Question

First timer help..

Sharon is jumping from an 18-foot diving board with an initial upward velocity of 4 ft/s. When Susan jumps, Megan throws a beach ball up to Susan with an initial upward velocity of 16 ft/s from a height 5 feet off the ground. To the nearest hundredth of a second, how long after she jumps does the ball reach Sharon?
0.65 seconds
0.92 seconds
1.08 seconds
1.15 seconds

Answer 1

Answer : t = 1.08 seconds

Explanation :

Let
`x_1` be the height of Sharon from ground,
`x_1=18\ foot`

`x_2` be the height of Megan from ground,
`x_2=5\ foot`

Initial upward velocity of Sharon,
`u_1=4\ ft/s`

Initial upward velocity of Megan,
`u_2=16\ ft/s`

Let h (t) is the height from ground when the ball reaches Sharon.

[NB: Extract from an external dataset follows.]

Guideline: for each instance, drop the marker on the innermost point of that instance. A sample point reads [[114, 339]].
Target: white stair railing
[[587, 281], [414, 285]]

using the equation of motion as

`h(t) =x_1+u_1t+(1)/(2)at^2`

`h(t)=18+4t+(1)/(2)* 9.8t^2..................(1)`

Similarly,

`h(t)=5+16t+(1)/(2)* 9.8t^2..................(1)`

Equating equations (1) and (2)

`4t+18=16t+5`

`t= 1.08\ s`

The ball will reach after 1.08 seconds.

So, correct option is (c)

Answer 2

Sharon is jumping from an 18-foot diving board with an initial upward velocity of 4 ft/s. When Susan jumps, Megan throws a beach ball up to Susan with an initial upward velocity of 16 ft/s from a height 5 feet off the ground. To the nearest hundredth of a second, it will take C. 1.08 seconds for the ball to reach Sharon after she jumps.